Jean-Christophe Germani (président de CVC) et Edouard Conques (managing director de CVC) déchantent. CVC avait injecté 750 millions d’euros en fonds propres et financé le reste par emprunt. Les deux dirigeants estiment désormais que la valeur nette de leur apport a considérablement chuté. Certaines sources évoquent une valorisation ramenée autour de 200 millions d’euros comme le révèle L'Equipe. Une dépréciation massive.
Un investissement devenu lourd à porter pour CVC
En clair, si le fonds pouvait récupérer aujourd’hui son investissement initial contre l’abandon de ses parts, il le ferait probablement. Le pari d’une croissance des droits télé n’a pas été tenu. Le football français a perdu de sa valeur marchande.
Ce constat dépasse la simple mécanique financière. Il envoie un message fort aux investisseurs et aux diffuseurs : la Ligue 1 n’est plus perçue comme un produit premium capable de générer une croissance stable et attractive.
Quelles conséquences pour les clubs ?
Pour les clubs, la question devient stratégique. Moins de droits TV signifie moins de ressources garanties. Le modèle basé sur la redistribution audiovisuelle est fragilisé. Les clubs devront accentuer d’autres leviers : trading de joueurs, formation, développement international, hospitalités, digital.
Pour des clubs comme l’ASSE, qui aspirent à retrouver durablement l’élite, le contexte change profondément la donne.
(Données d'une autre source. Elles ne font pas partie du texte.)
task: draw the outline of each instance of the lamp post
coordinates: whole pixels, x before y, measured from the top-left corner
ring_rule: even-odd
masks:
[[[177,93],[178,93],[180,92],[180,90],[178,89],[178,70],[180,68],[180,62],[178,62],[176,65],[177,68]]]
La montée en Ligue 1 ne garantit plus automatiquement un saut financier aussi significatif qu’auparavant. L’écart économique entre Ligue 1 et Ligue 2 se resserre. Par chance, les Verts comme quelques autres clubs, limitent leur dépendance aux droits TV grâce à leur puissance financière. Il en est tout autre pour ceux dont le modèle nécessite un rééquilibrage par la vente de leurs meilleurs joueurs. C'est peut-être là la seule chance pour l'ASSE de remonter et rapidement brûler les étapes et doubler les écuries les moins solides financièrement.
Une période charnière pour le football français et CVC
La réévaluation de CVC n’est pas qu’un ajustement comptable. Elle marque symboliquement la fin d’une illusion : celle d’un football français capable de rivaliser économiquement avec les grands championnats européens sans transformation structurelle.
Le prochain cycle de droits TV sera déterminant. Sans rebond rapide, la Ligue devra repenser son modèle de valorisation et sa gouvernance commerciale. Le football français entre dans une zone d’incertitude. Et cette fois, les chiffres ne mentent pas.